City could better coordinate its street work

The Cape Girardeau Planning and Zoning Commission expressed the concerns of a good many motorists when it sat down with the city council to discuss the timing and volume of city street projects that have forced temporary road closings, detours and traveling delays in recent weeks.

Nothing came out of the meeting in the way of explanations for why so many street projects are performed at the same time or why some take so long. Concerned P&Z members must have left the meeting shaking their heads.

And shaking their heads is about all Cape Girardeau motorists have been able to do over the travel inconveniences all of the work causes them.

Almost every year since Cape Girardeau voters enacted a half-cent sales tax to provide a Transportation Trust Fund to finance numerous street improvements, motorists have had to endure closed streets and detours, some for months at a time. It leaves them wondering whether the city pays any attention to the problems the work poses or tries to coordinate work on the projects to cause the least inconvenience to motorists.

Mayor Al Spradling III pointed out that inconvenience is part of the price of having better streets. He agreed there is a degree of frustration but said, "When people see how good things have gotten on our streets, it will override any frustration they have felt."

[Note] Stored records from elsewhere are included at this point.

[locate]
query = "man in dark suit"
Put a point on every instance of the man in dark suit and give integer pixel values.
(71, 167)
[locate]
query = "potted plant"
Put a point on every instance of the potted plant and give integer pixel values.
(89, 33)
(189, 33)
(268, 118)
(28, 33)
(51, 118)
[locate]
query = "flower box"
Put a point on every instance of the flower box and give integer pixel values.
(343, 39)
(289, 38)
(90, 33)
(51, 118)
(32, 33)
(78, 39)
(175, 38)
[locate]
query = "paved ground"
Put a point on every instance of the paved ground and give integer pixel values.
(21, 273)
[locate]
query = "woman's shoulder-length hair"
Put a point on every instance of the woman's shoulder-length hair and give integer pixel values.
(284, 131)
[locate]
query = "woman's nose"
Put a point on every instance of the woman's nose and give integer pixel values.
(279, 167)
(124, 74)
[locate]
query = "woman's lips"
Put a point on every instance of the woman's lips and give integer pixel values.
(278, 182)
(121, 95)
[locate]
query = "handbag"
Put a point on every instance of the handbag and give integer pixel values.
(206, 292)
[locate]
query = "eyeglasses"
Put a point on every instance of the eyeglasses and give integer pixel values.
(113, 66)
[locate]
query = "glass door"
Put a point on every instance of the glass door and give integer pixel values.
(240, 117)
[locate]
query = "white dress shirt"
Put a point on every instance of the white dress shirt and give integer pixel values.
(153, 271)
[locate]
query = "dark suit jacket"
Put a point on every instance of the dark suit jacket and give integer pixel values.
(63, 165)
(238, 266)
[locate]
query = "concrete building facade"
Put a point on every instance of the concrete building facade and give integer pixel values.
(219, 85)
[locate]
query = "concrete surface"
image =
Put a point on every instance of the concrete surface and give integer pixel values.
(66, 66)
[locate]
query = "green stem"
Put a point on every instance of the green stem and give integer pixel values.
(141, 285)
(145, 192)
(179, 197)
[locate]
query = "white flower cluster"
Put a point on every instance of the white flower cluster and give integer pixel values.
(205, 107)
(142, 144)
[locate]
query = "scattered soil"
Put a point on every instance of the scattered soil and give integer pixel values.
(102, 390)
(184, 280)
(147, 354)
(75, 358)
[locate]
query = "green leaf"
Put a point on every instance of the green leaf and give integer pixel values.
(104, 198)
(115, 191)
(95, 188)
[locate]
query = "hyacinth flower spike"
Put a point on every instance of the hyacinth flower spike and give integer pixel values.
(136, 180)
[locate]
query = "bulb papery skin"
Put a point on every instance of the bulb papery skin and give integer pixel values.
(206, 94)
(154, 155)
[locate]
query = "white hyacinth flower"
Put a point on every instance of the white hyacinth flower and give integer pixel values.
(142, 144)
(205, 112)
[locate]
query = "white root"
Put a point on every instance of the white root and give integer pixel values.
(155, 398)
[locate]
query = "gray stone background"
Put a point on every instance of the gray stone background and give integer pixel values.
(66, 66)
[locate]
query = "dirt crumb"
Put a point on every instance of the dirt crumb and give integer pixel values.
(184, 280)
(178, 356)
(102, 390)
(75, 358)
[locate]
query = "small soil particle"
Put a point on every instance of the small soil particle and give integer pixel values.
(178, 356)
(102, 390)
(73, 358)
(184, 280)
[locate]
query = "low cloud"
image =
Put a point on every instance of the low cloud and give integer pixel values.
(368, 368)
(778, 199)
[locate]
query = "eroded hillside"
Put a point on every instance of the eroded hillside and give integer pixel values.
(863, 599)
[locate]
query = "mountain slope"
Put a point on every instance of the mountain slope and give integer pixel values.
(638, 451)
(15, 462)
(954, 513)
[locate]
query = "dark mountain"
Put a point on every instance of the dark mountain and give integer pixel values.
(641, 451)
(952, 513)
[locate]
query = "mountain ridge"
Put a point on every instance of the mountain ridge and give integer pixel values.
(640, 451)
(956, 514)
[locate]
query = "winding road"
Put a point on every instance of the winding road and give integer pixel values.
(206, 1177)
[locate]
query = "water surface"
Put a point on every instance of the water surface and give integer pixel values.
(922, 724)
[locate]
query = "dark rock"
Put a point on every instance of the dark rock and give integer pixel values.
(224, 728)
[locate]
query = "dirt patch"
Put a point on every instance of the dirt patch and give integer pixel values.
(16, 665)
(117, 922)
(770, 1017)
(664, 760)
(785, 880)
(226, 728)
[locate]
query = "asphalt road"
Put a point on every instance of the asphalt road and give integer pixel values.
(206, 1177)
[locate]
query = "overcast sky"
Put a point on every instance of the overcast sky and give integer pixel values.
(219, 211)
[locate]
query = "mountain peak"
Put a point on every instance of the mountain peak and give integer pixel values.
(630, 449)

P&Z commissioner Harry Rediger had asked for the meeting over concerns about how the public reacts to the number of street projects that have caused detours and left frazzled drivers scrambling to find alternative routes. Rediger said part of the frustration is the surprise of not knowing a street is closed or they must detour. He said the public should be informed when street work is to start and end, to which the mayor responded that the city does inform motorists of upcoming work through the media, cable-access channel and on utility bills.

But more can be done in the way of coordinating the timing of the work, and that is the responsibility of the city administration. Seeing street projects idled for extended periods of time and encountering numerous street projects just as traffic snarls are being generated by the start of school don't set well with motorists. The city could ease those frustrations by better coordination of the work, and that can be accomplished in various ways.

The city's transportation sales tax has enabled many much-needed street improvements that could not otherwise have been accomplished, and voters are pleased or they wouldn't have voted in 2000 to extend the tax for another five years.

But the tax expires in 2005, and voters likely will be asked to extend it again. The city will find that better coordination of the work will lessen driver frustration and make voters more receptive to extending the tax when the time comes.